Back in 1977, your kid's on the island, probably thanks to the wrong people, and he's fallen in with all kinds of weirdoes who don't appreciate his sharp sense of humor, and can't digest the concept of a fixed time loop if their lives depended on it. He must feel like he doesn't have a friend in the world, until your ex tells him he "needs" him. Of course, he only "needs" him to go with him to the dock and greet the mad scientist your boy rode over on the freighter with in 2004. My point, Ma, and I do have one, is: you lose, anyhow. If you'd just told your kid the truth, at least he'd have been prepared for some of this crazy-ass shit.
Want more? The full recap starts right below! We spend the next hour caught up in the maelstrom that is Miles Straume's daddy issues, which are all caught up in everyone else's daddy issues, so put on your life jackets, hold on tight, and prepare to get dizzy. Currently on Lost there is no Previously, on Lost, but there's always a Previously, on Lost on TWoP. Now take a deep breath, because we're diving in.We open on a close shot of an older model microwave oven; its clock reads 3:16. As a woman's hand opens and closes the oven door, a man's voice says that "it comes fully equipped." If it didn't, you'd have to install your own cavity magnetron, Ma'am, and you know what a bitch that can be. The camera zooms out and we see the man is talking to Lara (played by Leslie Ishii). You know who I mean, the Asian woman who never looked anything like Sun, except for being female, of Asian extraction and brunette. The one who was sharing Dr. Pierre Chang's bed in the season premiere and slept in while he got up with their baby at 8:15 AM -- the baby who was never, ever supposed to be the redheaded, blue-eyed Charlotte Staples Lewis, no matter what the crackheads in the forums thought, because that baby was always supposed to be our very own Miles Straume. Like the rest of the internet, I was all set to crow that I had "called it" (don't you hate that) during the season premiere, except that it seems I didn't call it in writing until episode 5-4 (even though I totally called it in my living room that first night; you should have been here; it was so wicked pissa, like calling things often is).

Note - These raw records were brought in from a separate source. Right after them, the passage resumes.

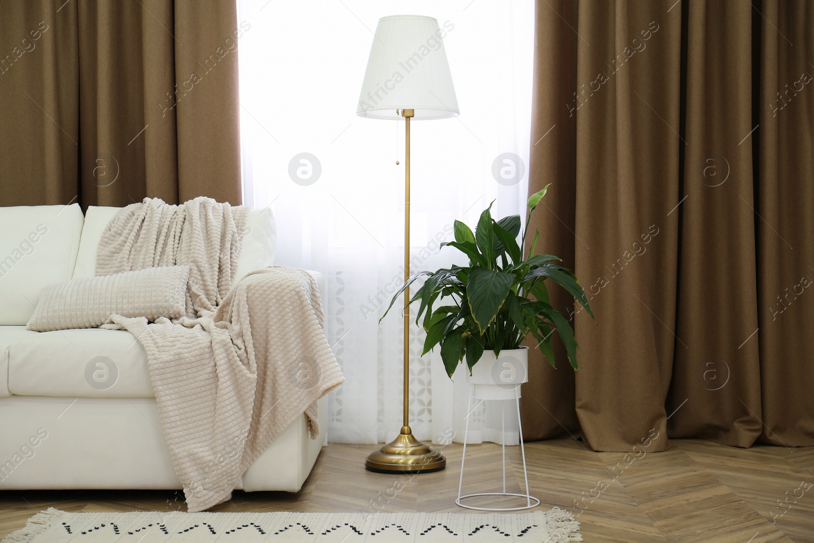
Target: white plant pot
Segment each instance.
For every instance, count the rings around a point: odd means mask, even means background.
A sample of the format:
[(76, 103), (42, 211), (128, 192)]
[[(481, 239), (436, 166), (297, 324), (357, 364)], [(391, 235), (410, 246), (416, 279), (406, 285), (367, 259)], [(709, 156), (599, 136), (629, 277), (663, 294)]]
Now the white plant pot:
[(516, 400), (520, 385), (528, 381), (528, 348), (504, 349), (498, 357), (484, 351), (472, 366), (466, 382), (475, 385), (472, 395), (479, 400)]

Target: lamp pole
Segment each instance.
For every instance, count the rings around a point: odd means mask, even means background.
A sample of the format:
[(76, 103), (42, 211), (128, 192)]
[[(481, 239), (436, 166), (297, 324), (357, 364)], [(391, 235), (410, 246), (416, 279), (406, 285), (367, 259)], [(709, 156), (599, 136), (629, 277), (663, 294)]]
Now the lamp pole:
[[(409, 279), (409, 122), (414, 109), (402, 109), (405, 120), (405, 282)], [(365, 467), (380, 473), (427, 473), (446, 467), (440, 451), (424, 444), (409, 427), (409, 287), (405, 288), (404, 309), (404, 418), (398, 437), (370, 453)]]

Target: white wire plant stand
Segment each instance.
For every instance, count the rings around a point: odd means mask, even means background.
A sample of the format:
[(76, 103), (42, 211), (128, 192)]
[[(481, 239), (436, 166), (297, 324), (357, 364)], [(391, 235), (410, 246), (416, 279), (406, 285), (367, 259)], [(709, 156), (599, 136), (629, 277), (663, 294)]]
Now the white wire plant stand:
[[(504, 358), (504, 353), (506, 353)], [(514, 354), (514, 356), (512, 356)], [(461, 458), (461, 477), (458, 480), (458, 495), (457, 498), (455, 500), (455, 503), (464, 507), (466, 509), (471, 509), (478, 511), (522, 511), (527, 509), (533, 509), (540, 505), (540, 499), (536, 498), (529, 493), (528, 489), (528, 469), (526, 466), (526, 448), (523, 440), (523, 419), (520, 417), (520, 384), (526, 382), (526, 369), (527, 367), (526, 362), (525, 356), (519, 356), (520, 353), (511, 353), (511, 352), (501, 352), (501, 356), (497, 357), (496, 361), (492, 363), (490, 361), (490, 365), (488, 367), (482, 366), (480, 368), (479, 376), (476, 374), (476, 368), (484, 361), (483, 359), (479, 361), (477, 364), (473, 366), (473, 375), (467, 376), (467, 381), (470, 382), (469, 389), (469, 400), (466, 402), (466, 423), (464, 427), (463, 434), (463, 454)], [(525, 355), (526, 353), (522, 353), (522, 355)], [(518, 360), (520, 358), (520, 360)], [(494, 368), (497, 367), (497, 370)], [(501, 370), (500, 368), (508, 368), (508, 370)], [(508, 373), (507, 373), (508, 372)], [(497, 377), (499, 374), (499, 379), (496, 383), (494, 380), (491, 383), (484, 383), (483, 381), (489, 380), (486, 378), (487, 375), (494, 375)], [(506, 379), (505, 375), (510, 375), (510, 379)], [(478, 383), (480, 380), (481, 383)], [(501, 381), (505, 383), (500, 383)], [(505, 436), (505, 403), (514, 401), (517, 408), (517, 419), (519, 424), (519, 431), (520, 436), (520, 453), (523, 457), (523, 476), (524, 482), (526, 484), (526, 493), (521, 494), (519, 493), (510, 493), (506, 492), (506, 446), (505, 440), (504, 439), (504, 444), (501, 447), (501, 452), (502, 453), (502, 462), (503, 462), (503, 491), (502, 492), (479, 492), (473, 493), (470, 494), (462, 494), (463, 492), (463, 472), (464, 466), (466, 462), (466, 442), (469, 438), (469, 419), (472, 414), (472, 398), (475, 397), (481, 401), (484, 400), (500, 400), (501, 401), (501, 436)], [(475, 405), (477, 407), (477, 405)], [(476, 506), (471, 506), (463, 503), (462, 500), (470, 497), (475, 497), (479, 496), (492, 496), (492, 497), (521, 497), (525, 498), (526, 505), (516, 506), (516, 507), (479, 507)]]

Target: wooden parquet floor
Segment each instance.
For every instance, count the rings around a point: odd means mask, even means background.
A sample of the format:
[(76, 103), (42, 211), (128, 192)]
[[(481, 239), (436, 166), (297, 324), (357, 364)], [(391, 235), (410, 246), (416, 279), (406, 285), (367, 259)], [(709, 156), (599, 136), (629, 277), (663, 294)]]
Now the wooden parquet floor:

The woman runs the water in the sink as the man tells her the place is "a steal at $400." Instead of responding, she looks out into the hallway and back at the landlord (per IMDB.com, the character's name is Trevor, and he's played by Tim De Zarn), so he asks if she has to check with her husband. She says, "It's just me," and then a little boy's voice calls out, "Mommy," so Mommy makes her oh-shit face. It's wee Miles (Lance Ho) and he is precious. He asks for a quarter for the vending machine, because his love of money has been a lifelong affair. Lara reminds him she told him to wait by the pool. What mother tells their little kid to wait by a pool? Alone. I mean what is he -- seven or eight years old, tops? The landlord gets shirty with her. "I thought you said it was 'just me'?" She meant her husband is "out of the picture." It's just her and her son. The landlord doesn't know about renting to them. Most of the other tenants don't like noise (so some do?). Is that even legal -- to refuse to rent to a family? Anyhow, Lara promises that her boy is very quiet, so the landlord caves, provided she'll pay two months rent up front. She gives Miles his quarter, and he runs off. When the landlord raises his eyebrows, his mother reminds him to walk, instead.